On doit sentir le temps qui passe, mais il faut qu’il passe vite !
Alain Françon.
Une version de coté
Le secret de ce spectacle inoubliable est de revenir à une version antérieure du texte publié aux Editions de Minuit, pourtant remaniée par Beckett lui-même. Alain Françon rappelle qu’un pas de côté est possible : « Beckett a modifié le texte jusqu’à la fin. Il a laissé des cahiers de régie et de dessins auxquels je me réfère. Je tiens aussi compte de la correspondance de Beckett. On peut dire que Beckett metteur en scène interroge Beckett auteur. Il fait des changements concrets et sombres, d’une intelligence prodigieuse. »
De cette pépite, le metteur en scène se concentre le destin des deux protagonistes, épaissie leur densité humaine, leur tendresse réciproque, décapant chemin faisant les discalies de l’absurdie latente pour faire briller le génie et chanter l’humour. C’est moins l’inconnu Godot qui est dynamise la pièce que l’attente elle-même, dans ce qu’elle nous révèle des corps en mouvement et de l’instant ici et maintenant.

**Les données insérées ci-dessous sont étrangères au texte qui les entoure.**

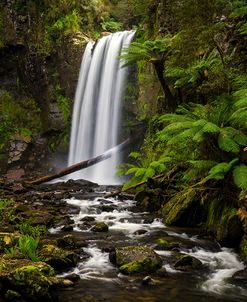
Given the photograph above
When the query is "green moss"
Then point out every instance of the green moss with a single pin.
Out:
(188, 261)
(58, 258)
(174, 210)
(34, 281)
(224, 222)
(164, 244)
(12, 295)
(243, 246)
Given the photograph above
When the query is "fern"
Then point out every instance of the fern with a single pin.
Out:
(240, 176)
(220, 170)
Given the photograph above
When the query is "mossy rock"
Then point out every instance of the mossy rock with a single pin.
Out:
(100, 227)
(141, 257)
(34, 281)
(150, 200)
(147, 265)
(12, 295)
(243, 246)
(38, 217)
(174, 211)
(58, 258)
(224, 222)
(186, 262)
(166, 245)
(8, 240)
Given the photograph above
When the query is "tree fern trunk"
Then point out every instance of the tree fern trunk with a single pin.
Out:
(171, 102)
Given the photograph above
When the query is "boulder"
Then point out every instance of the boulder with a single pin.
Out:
(243, 246)
(8, 240)
(150, 200)
(166, 245)
(100, 227)
(187, 262)
(136, 259)
(58, 258)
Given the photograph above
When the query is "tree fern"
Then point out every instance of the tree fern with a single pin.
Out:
(240, 176)
(220, 170)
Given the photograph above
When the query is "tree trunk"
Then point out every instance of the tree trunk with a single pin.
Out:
(170, 99)
(84, 164)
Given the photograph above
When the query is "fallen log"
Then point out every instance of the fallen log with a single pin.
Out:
(84, 164)
(162, 175)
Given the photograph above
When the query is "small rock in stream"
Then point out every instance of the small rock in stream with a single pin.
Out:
(100, 227)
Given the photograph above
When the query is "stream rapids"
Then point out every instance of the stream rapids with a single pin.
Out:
(101, 281)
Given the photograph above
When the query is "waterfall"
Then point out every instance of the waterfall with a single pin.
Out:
(96, 113)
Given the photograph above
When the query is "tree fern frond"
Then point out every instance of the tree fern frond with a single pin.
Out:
(240, 176)
(202, 164)
(227, 144)
(242, 102)
(185, 135)
(132, 170)
(220, 170)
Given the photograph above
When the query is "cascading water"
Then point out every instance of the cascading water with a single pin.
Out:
(96, 113)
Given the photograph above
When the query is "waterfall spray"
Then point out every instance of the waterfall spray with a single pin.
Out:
(96, 113)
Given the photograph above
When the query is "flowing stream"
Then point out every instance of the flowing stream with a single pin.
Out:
(96, 114)
(101, 281)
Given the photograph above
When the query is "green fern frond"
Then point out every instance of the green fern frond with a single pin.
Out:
(220, 170)
(198, 169)
(240, 176)
(227, 144)
(202, 164)
(132, 170)
(135, 155)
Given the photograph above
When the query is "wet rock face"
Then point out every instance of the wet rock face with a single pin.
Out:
(136, 259)
(100, 227)
(187, 262)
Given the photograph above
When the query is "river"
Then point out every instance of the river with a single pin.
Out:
(101, 281)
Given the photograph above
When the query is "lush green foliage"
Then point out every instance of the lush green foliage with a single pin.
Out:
(18, 118)
(208, 141)
(26, 228)
(28, 247)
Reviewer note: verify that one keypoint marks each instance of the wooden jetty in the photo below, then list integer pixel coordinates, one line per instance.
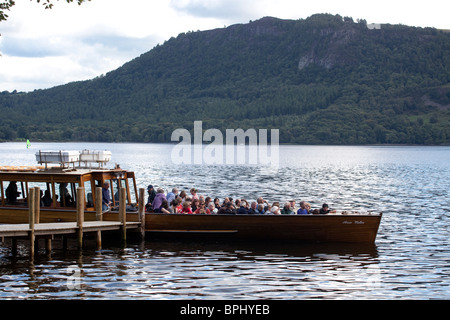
(34, 229)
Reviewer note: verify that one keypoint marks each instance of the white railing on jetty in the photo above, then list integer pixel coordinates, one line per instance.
(84, 159)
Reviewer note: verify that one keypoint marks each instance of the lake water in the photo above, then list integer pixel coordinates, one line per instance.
(410, 259)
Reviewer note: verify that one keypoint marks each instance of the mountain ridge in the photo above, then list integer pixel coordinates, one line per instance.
(382, 86)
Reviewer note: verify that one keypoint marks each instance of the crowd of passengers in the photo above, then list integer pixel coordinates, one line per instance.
(181, 202)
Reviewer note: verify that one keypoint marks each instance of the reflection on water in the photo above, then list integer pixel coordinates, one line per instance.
(410, 259)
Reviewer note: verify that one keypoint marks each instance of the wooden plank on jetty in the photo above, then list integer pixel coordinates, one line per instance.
(35, 229)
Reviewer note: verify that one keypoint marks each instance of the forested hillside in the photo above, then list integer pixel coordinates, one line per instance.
(321, 80)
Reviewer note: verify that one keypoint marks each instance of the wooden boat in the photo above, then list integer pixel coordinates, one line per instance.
(359, 228)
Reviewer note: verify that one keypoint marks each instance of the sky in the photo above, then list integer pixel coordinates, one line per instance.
(45, 48)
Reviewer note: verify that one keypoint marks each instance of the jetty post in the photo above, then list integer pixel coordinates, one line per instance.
(80, 215)
(31, 218)
(123, 213)
(98, 214)
(141, 206)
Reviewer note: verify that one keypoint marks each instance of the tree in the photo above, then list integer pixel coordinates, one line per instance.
(7, 4)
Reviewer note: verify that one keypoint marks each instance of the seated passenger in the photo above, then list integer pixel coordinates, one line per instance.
(12, 193)
(47, 198)
(160, 196)
(66, 198)
(227, 209)
(194, 193)
(286, 209)
(174, 206)
(164, 207)
(186, 208)
(202, 209)
(253, 208)
(275, 210)
(212, 208)
(325, 209)
(243, 208)
(195, 204)
(260, 209)
(302, 209)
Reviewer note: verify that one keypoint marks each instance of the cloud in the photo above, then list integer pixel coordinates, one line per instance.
(43, 48)
(226, 10)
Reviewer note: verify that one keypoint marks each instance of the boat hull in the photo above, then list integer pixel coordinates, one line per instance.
(296, 228)
(305, 228)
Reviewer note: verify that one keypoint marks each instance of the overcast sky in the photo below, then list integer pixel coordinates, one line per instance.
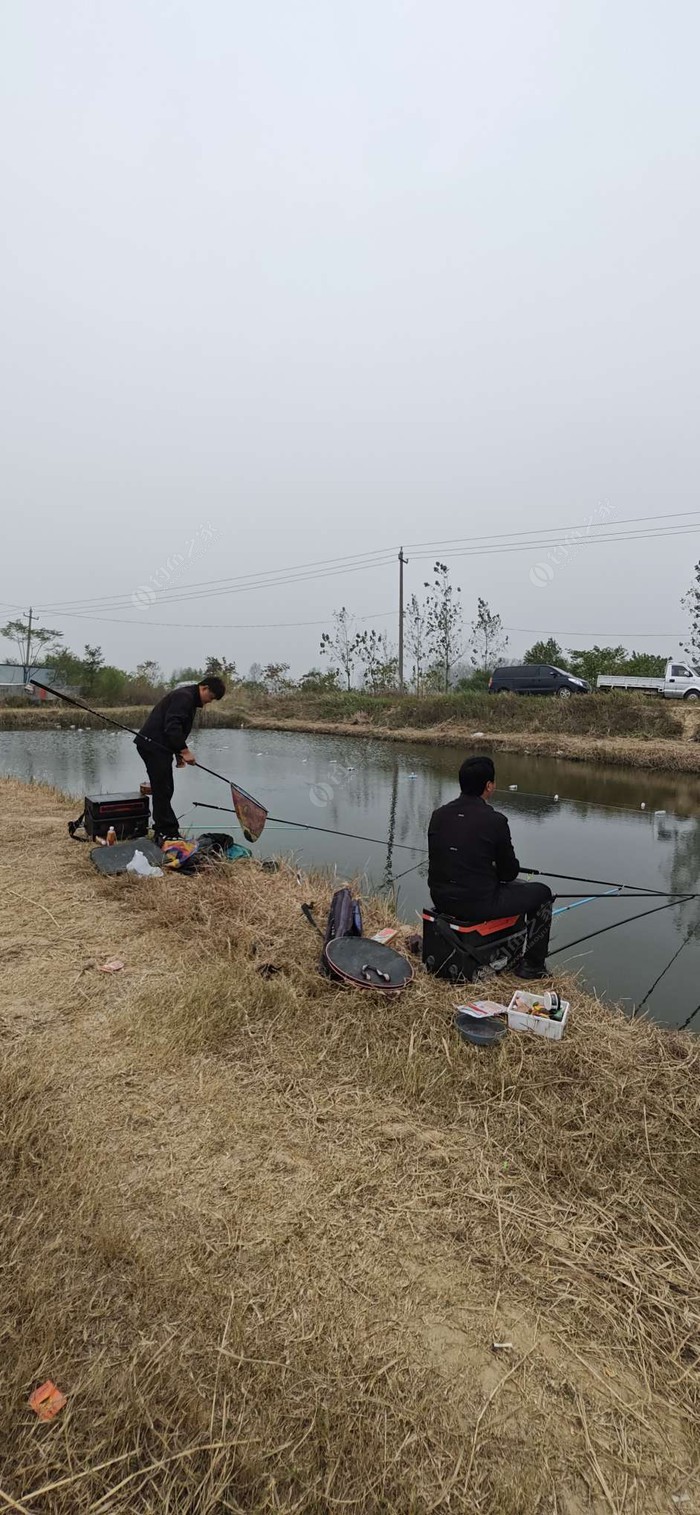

Les ressorts des géants du muet
Sur fond d’une toile abstraite aux teintes crépusculaires signée Jacques Gabel, sur le carré noir et nue d’une scène dotée de sa pierre et de son indispensable ‘arbuste‘ ou ‘arbrisseau‘ où l’on envisage de se pendre ‘pour bander‘, et , surgissent deux pieds nickelés avec leur chapeau melon. D’emblée, le contraste physique entre André Marcon (Estragon) petit rond peureux et Gilles Privat (Vladimir), grand échalas déguindé avec la braguette ouverte constitue un duo de clowns blancs qui rentre dans la postérité. Les Laurel et Hardy magistralement guidés par Françon donnent une tendresse bien humaine aux « vagabonds célestes ».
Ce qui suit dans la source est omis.